ナットとサドル 2

10年ほど前までは国内でもマンモスの牙が比較的入手しやすかったのですが、いつの間にか手に入りにくくなり、代わりに以前は見られなかった象牙片が手に入るようになりました。マンモスの牙は隣国で大量に消費されているという話も聞くので、そのためかもしれません。日本では正規の業者から購入すれば所持が罰せられることはありませんが、中国では販売はもちろん所持も現在では処罰対象のようです。伝統工芸に従事する方々はマンモスの牙を使わざるを得ないのでしょう。

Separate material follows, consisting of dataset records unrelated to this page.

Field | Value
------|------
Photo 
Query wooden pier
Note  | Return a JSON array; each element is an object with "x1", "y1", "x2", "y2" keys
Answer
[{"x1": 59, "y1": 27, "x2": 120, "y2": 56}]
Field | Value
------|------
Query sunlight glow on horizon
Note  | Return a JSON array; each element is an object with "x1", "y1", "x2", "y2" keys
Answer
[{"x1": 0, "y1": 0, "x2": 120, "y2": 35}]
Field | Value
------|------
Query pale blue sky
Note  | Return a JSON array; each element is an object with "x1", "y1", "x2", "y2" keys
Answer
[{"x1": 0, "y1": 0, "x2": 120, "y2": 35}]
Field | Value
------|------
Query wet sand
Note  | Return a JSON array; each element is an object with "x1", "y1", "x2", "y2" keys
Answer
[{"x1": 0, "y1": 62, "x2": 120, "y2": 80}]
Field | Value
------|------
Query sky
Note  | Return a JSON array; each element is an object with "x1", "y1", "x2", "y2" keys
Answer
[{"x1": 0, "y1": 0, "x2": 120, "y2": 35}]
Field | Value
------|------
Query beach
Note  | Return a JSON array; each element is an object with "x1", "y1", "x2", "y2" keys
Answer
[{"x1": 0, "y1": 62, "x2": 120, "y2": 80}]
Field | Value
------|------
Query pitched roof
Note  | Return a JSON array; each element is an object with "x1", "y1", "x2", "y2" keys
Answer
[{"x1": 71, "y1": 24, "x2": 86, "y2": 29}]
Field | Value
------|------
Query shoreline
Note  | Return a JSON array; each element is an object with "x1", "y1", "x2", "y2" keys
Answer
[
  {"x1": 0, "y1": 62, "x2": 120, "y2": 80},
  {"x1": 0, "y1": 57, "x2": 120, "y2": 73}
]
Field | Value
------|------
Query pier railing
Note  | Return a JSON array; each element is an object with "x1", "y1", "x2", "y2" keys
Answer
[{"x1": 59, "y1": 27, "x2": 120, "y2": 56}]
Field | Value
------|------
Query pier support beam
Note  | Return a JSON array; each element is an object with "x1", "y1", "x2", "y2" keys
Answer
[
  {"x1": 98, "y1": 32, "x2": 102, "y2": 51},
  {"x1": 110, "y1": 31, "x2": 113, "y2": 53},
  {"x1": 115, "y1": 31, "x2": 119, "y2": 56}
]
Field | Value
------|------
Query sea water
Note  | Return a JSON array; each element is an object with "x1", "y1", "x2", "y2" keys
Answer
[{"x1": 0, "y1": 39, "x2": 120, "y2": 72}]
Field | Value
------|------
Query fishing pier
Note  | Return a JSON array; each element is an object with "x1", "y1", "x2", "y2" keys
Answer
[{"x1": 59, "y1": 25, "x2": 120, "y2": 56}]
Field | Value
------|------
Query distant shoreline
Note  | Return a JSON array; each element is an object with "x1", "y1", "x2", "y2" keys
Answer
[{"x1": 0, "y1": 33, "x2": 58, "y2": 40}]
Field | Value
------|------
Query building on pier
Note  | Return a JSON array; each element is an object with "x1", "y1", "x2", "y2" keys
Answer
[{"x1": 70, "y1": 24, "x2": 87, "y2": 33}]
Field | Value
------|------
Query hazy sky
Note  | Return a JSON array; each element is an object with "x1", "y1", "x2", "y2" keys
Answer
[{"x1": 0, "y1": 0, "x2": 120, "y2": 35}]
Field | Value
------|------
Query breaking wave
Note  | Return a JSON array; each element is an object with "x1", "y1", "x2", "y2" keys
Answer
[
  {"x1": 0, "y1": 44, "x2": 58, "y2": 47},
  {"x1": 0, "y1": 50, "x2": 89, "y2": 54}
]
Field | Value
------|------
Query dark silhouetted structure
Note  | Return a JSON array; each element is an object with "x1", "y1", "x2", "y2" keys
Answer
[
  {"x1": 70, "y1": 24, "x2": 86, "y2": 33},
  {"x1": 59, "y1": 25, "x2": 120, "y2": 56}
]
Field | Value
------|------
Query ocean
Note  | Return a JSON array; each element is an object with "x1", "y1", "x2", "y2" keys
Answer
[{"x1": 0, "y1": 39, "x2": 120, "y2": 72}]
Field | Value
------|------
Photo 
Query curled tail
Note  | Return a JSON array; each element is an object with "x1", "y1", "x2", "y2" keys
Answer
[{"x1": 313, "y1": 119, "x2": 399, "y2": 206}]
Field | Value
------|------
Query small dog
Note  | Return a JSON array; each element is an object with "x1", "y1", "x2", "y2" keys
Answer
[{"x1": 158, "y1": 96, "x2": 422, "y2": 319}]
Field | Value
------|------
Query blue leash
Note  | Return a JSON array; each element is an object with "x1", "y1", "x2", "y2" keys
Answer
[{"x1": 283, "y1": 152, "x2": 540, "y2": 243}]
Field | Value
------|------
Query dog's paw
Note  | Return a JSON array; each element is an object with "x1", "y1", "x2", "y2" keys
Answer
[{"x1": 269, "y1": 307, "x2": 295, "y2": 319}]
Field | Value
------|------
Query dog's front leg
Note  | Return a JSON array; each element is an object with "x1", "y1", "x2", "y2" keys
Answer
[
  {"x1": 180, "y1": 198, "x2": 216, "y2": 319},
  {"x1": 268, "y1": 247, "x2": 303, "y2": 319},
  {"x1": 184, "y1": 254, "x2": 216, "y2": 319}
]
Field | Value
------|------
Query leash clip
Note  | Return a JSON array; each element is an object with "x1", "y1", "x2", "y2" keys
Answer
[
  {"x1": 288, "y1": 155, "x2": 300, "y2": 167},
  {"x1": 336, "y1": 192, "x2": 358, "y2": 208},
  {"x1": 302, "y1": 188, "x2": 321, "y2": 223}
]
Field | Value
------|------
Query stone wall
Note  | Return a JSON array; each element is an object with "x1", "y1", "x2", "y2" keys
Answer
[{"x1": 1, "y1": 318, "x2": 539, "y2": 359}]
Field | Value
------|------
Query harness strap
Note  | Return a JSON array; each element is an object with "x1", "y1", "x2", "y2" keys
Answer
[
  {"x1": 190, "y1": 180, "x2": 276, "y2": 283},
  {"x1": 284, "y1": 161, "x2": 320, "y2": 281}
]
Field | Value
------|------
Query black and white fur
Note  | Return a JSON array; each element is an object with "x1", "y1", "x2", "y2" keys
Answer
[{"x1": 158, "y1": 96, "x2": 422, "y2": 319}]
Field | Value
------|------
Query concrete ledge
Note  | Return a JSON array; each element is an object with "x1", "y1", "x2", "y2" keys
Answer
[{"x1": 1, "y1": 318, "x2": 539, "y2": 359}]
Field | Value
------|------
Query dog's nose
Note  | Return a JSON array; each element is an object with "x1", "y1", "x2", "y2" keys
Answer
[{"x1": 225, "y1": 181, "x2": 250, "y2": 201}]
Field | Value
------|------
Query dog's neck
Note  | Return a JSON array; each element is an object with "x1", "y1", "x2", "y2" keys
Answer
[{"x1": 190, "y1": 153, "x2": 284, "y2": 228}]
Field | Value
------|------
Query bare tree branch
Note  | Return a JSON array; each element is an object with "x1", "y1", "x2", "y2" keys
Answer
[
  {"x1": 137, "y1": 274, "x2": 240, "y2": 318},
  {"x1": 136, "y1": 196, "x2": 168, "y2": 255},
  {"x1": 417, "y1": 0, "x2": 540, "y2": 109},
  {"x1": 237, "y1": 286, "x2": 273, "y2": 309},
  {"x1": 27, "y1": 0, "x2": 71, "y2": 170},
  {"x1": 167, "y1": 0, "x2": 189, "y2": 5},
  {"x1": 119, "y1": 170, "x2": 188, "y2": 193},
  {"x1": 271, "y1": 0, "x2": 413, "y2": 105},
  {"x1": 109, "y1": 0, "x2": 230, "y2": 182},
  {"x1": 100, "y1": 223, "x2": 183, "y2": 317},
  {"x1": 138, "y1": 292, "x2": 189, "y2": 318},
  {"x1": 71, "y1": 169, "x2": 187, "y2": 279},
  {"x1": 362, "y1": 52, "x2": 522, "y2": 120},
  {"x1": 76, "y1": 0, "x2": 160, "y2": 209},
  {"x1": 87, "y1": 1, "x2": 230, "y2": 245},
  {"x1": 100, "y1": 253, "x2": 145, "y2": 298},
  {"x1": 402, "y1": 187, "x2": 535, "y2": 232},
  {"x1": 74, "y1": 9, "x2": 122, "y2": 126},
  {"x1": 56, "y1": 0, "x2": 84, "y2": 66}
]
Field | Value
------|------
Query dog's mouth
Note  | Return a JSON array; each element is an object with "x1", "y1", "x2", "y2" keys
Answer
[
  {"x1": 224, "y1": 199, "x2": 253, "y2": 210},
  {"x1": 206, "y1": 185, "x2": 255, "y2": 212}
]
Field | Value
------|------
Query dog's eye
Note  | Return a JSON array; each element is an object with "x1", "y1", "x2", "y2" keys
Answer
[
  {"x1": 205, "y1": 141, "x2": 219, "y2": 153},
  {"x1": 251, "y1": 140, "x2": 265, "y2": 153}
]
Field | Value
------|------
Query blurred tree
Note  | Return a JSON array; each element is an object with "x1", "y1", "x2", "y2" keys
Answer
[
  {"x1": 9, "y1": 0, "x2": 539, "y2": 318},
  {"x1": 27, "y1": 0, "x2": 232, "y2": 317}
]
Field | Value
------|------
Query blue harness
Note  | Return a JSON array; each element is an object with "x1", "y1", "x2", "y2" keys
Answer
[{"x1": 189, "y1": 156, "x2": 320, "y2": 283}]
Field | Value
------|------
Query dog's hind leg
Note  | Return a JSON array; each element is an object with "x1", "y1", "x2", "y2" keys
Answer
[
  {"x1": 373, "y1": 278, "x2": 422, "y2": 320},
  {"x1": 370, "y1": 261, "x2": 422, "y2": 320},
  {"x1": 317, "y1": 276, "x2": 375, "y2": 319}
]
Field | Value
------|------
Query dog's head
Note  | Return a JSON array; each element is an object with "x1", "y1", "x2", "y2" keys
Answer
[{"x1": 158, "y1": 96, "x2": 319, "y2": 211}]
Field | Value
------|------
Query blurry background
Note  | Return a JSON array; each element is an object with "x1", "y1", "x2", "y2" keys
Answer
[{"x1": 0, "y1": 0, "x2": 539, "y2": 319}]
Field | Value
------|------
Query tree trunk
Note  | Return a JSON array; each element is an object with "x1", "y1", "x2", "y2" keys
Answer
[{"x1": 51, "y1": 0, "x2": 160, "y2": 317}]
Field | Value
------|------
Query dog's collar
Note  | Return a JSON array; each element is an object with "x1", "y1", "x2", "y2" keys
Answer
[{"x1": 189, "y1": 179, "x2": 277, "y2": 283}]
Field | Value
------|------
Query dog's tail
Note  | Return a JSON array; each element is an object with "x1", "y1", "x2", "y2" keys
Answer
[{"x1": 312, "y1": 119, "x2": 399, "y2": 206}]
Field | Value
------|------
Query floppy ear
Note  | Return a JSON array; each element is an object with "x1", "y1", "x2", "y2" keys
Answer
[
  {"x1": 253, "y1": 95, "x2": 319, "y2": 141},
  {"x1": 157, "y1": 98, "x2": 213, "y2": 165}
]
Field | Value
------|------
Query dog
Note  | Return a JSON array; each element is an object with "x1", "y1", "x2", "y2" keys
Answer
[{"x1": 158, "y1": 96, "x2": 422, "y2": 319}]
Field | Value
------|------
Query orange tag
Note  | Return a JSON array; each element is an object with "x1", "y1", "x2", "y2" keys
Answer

日本国内に限って言えば象牙は使用できるものの、使ってしまうと、海外への持ち出しが制限されてしまうので、来年以降に作る予定をしている楽器には、基本的には鹿角や水牛の角、あるいは牛骨や黒檀で作られたナットやサドルを付けていきたいと思います。どの素材にするかは実際に音を出してから決めてみたいと考えています。

象牙は良いものが手に入る時とない時がありますが、間違った経路で不法に入ってくることがないように象牙もしくは加工品の販売を登録している正規業者より購入をしています。

先述の理由により、使用は制限していきますが、象牙のナットをご希望の方は、国外持ち出し不可となることをご承知いただければと思います。持ち出すと小さな部品でもまず没収されることがあります。

また、象牙の在庫がない場合は対応できません。また、有償にはなりますが、交換用ナットを1つけることも可能です。

蛇足になりますが、象牙とマンモスの牙はよく似ていますが、横断面の菱形紋様の傾斜角度を見ると見分けられます。ただ、見分けをつけてもらえず没収されるケースも聞きますのでいずれを使用する場合も、国外に持ち出す場合は注意が必要になると思われます。